Conceptually, the idea of EKI is very simple. Just apply the standard EnKF to an augmented system of state plus parameters, for a given number of iterations, to invert for \(\theta.\) We begin by pairing the parameter-to-data map with a dynamical system for the parameter, and then employ techniques from filtering to estimate the parameter given the data.
The system for EKI is written as,
\[\begin{align*} \theta_{n+1} &= \theta_n\\ y_{n+1} &= \mathcal{G}(\theta_{n+1}) + \eta_{n+1}, \end{align*}\]
where the operator \(\mathcal{G}\) contains both the system dynamics and the observation function.
Consider the stochastic dynamical system
\[\begin{align} &\textrm{evolution:} && \theta_{n+1} = \theta_{n} + \omega_{n+1}, &&\omega_{n+1} \sim \mathcal{N}(0,\Sigma_{\omega}),\\ &\textrm{observation:} && x_{n+1} = \mathcal{F}(\theta_{n+1}) + \nu_{n+1}, &&\nu_{n+1} \sim \mathcal{N}(0,\Sigma_{\nu}). \end{align}\]
We seek the best Gaussian approximation of the posterior distribution of \(\theta\) for ill-posed inverse problems, where the prior is a Gaussian, \(\theta_0 \sim \mathcal{N}(r_0, \Sigma_0).\)
Consider the case:
- \(\Sigma_{\omega} = \frac{\Delta t}{1 - \Delta t} C_{n}\), where \(C_{n}\) is the covariance estimation at the current step.
- \(x_{n+1} = \begin{bmatrix} y \\ r_0 \end{bmatrix}, \quad \mathcal{F}(\theta) = \begin{bmatrix} \mathcal{G}(\theta) \\ \theta \end{bmatrix},\quad \textrm{and}\quad \Sigma_{\nu} = \frac{1}{\Delta t} \begin{bmatrix} \Sigma_{\eta} & 0 \\ 0 & \Sigma_0\end{bmatrix}\)
where \(r_0\) and \(\Sigma_0\) are prior mean and covariance, and the hyperparameter \(0 < \Delta t < 1\) is set to \(1/2.\)
Linear Analysis
In the linear setting,
\[ \mathcal{G}(\theta) = G\cdot \theta \qquad F = \begin{bmatrix} G \\ I \end{bmatrix} \]
The update equations become
\[\begin{align*} \hat{m}_{n+1} &= m_n\\ \hat{C}_{n+1} &= \frac{1}{1 - \Delta t} C_{n} \end{align*}\]
and
\[\begin{align*} m_{n+1} &= m_{n} + \hat{C}_{n+1} F^T (F \hat{C}_{n+1} F^T + \Sigma_{\nu,n+1})^{-1} (x_{n+1} - F m_{n}) \\ C_{n+1}&= \hat{C}_{n+1} - \hat{C}_{n+1} F^T(F \hat{C}_{n+1} F^T + \Sigma_{\nu,n+1})^{-1} F \hat{C}_{n+1}, \end{align*}\]
We have the following theorem about the convergence of the algorithm in the setting of the linear forward model:
Reference
Please see Efficient Derivative-free Bayesian Inference for Large-Scale Inverse Problems, the arXiv version of (Huang et al. 2022).
Note
This result has been recently extended to near-Gaussian, nonlinear cases in (Carrillo et al. 2024a) and (Carrillo et al. 2024b).
18.3 Algorithms: EKI, ETKI
We will formulate the inversion for the stochastic ensemble filter (EKI, see Chapter 11 and Section 15.2) and then for the ensemble transfer filter (ETKI, see Section 15.3), the latter having a better convergence behavior.
A few remarks.
- The covariance update equation, \[ C_{n+1} = \hat{C}_{n+1} + \hat{C}_{n+1}^{\theta x} \left( \hat{C}_{n+1}^{x x} \right)^{-1} \left(\hat{C}_{n+1}^{\theta x}\right)^\mathrm{T} \] does not hold here.
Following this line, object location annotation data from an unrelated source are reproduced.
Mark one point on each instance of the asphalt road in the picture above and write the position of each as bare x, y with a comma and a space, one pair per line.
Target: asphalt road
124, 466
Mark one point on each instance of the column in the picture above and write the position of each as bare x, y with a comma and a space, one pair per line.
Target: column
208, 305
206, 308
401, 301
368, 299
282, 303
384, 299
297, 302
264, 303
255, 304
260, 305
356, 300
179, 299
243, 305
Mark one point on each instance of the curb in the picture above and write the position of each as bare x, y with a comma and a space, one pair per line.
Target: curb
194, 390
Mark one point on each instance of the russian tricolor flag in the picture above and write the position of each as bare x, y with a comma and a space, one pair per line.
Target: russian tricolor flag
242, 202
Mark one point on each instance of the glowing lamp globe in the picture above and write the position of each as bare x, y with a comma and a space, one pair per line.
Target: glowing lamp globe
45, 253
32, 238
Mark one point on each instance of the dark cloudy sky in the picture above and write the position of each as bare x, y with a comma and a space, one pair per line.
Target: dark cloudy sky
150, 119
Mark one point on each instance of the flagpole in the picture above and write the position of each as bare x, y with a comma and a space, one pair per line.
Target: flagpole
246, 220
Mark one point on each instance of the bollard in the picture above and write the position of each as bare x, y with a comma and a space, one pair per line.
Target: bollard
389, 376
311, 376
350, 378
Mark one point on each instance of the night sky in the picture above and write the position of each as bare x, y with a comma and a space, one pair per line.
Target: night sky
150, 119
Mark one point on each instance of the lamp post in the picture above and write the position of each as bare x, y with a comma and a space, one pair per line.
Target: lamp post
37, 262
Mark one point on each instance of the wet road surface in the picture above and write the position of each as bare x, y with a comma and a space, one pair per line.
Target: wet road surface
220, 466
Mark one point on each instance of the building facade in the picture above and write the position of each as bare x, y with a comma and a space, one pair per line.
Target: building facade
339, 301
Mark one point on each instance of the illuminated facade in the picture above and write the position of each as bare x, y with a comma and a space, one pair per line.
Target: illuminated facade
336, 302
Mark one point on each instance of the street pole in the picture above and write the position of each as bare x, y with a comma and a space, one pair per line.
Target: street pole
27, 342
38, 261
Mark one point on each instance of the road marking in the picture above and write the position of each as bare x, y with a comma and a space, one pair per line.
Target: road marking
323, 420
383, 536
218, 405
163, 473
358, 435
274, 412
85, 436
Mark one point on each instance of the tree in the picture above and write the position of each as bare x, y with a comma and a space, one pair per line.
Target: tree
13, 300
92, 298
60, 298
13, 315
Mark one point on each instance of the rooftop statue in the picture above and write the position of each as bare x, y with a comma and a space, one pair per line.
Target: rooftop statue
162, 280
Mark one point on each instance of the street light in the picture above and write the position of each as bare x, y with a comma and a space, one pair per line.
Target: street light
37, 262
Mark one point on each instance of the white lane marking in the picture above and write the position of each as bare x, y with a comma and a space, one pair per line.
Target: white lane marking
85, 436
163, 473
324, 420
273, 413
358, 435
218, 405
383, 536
This will be remedied by the ETKF.
- The factor \(\sqrt{1/(1-\Delta \tau)}\) produces covariance inflation and prevents filter collapse.
- In the analysis step, noise is added in the \(\theta\) update instead of in the \(\hat{x}\) step to ensure symmetry and positive-definiteness of \(\hat{C}_{n+1}^{xx}.\)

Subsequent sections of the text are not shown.